SLEM Project

Goals of SLEM

In the project "Self-learning and self-explanatory machine" an intelligent assistance system is developed, which supports users of different expertise adaptively, both in the operation of (special) machines, as well as the guidance of special production processes of complex products. In the following, operation includes maintenance, repair, retrofitting and installation of the machines. For this purpose, state data of the machines and interaction data of the user are recorded with the help of built-in sensors, which is then used for the AI training. In this way, the self-learning and self-explanatory machine can observe the trained user and learn from this how it should be operated. As a result, it will be able to identify the user's information needs and guide them appropriately through complex processes.
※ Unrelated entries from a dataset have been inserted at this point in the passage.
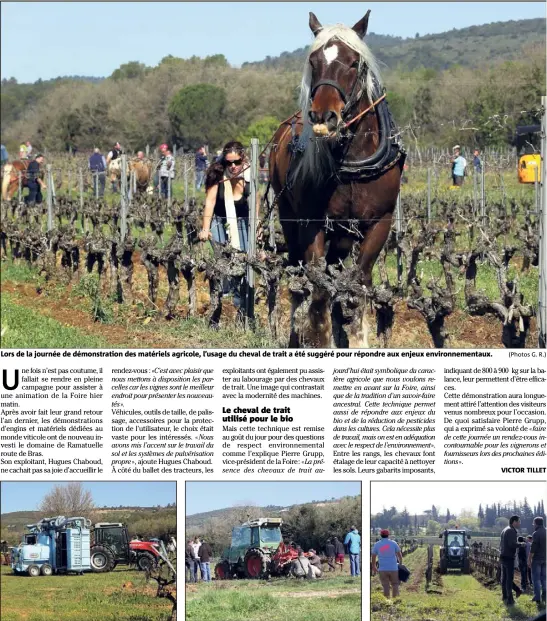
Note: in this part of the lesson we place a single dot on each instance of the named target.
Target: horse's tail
(8, 169)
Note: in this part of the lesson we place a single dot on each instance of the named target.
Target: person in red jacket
(205, 554)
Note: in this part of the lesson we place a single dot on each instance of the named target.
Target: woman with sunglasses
(226, 213)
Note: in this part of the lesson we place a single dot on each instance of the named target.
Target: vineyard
(460, 268)
(452, 596)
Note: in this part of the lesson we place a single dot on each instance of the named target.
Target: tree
(196, 114)
(130, 71)
(263, 129)
(433, 527)
(70, 500)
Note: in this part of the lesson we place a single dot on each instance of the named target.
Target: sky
(26, 496)
(453, 495)
(208, 496)
(95, 38)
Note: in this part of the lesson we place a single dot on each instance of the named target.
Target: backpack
(404, 573)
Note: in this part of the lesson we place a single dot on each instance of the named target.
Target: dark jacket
(189, 553)
(96, 163)
(538, 544)
(33, 172)
(315, 560)
(508, 542)
(201, 161)
(205, 553)
(522, 555)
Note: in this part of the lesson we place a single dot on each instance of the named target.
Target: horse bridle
(349, 102)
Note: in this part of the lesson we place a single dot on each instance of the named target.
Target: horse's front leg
(316, 327)
(370, 248)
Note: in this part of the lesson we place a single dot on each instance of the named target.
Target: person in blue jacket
(353, 543)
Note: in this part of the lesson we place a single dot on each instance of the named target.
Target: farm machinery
(454, 553)
(257, 551)
(63, 545)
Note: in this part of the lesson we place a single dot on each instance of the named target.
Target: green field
(121, 595)
(279, 599)
(451, 597)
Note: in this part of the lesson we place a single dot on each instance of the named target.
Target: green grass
(280, 599)
(91, 597)
(25, 328)
(459, 597)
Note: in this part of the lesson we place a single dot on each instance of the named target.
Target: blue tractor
(54, 545)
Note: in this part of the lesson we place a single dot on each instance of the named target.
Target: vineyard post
(169, 187)
(271, 198)
(536, 189)
(483, 193)
(49, 198)
(398, 231)
(542, 318)
(428, 195)
(186, 169)
(251, 246)
(123, 198)
(81, 189)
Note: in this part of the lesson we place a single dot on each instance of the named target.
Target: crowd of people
(198, 556)
(527, 555)
(517, 553)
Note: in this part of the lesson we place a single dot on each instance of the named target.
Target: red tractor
(111, 547)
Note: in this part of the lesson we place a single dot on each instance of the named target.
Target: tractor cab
(527, 139)
(252, 547)
(112, 546)
(114, 535)
(53, 545)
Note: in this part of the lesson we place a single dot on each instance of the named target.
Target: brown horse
(336, 168)
(142, 168)
(143, 173)
(10, 180)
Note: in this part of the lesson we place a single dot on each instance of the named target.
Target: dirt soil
(409, 329)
The status data of the machines, e.g. temperature curves or specific movement states of robot arms, can often already be recorded by machine-internal sensors and read out externally. Interaction data from the user can be recorded by inputs at the user interfaces such as a touch display or directly via gestures for operation or also recognition of activities around the machine, e.g. opening, filling. The fusion of all available data with additional synthetically generated data enables a detailed observation of the processes.

Use cases

  • Special machinery maintenance
  • Operation of series machines by untrained workers
  • Production processes of complex products at machine-based workstations

Added value

  • Less training required
  • Improved overall plant quality
  • Higher quality of operating results and avoidance of rejects due to error prevention
  • Faster reaction times to unforeseeable situations
  • Increased competence of flexibly deployable employees
  • Higher product acceptance by users due to increased ease of operation
  • Time savings through faster operation
  • Customer loyalty through improved maintenance offer
  • Increase in work safety
  • Adaptation to new operating situations


The SLEM project is funded by the Baden-Württemberg Ministry of Economics, Labor and Housing as part of the Baden-Württemberg AI Innovation Competition.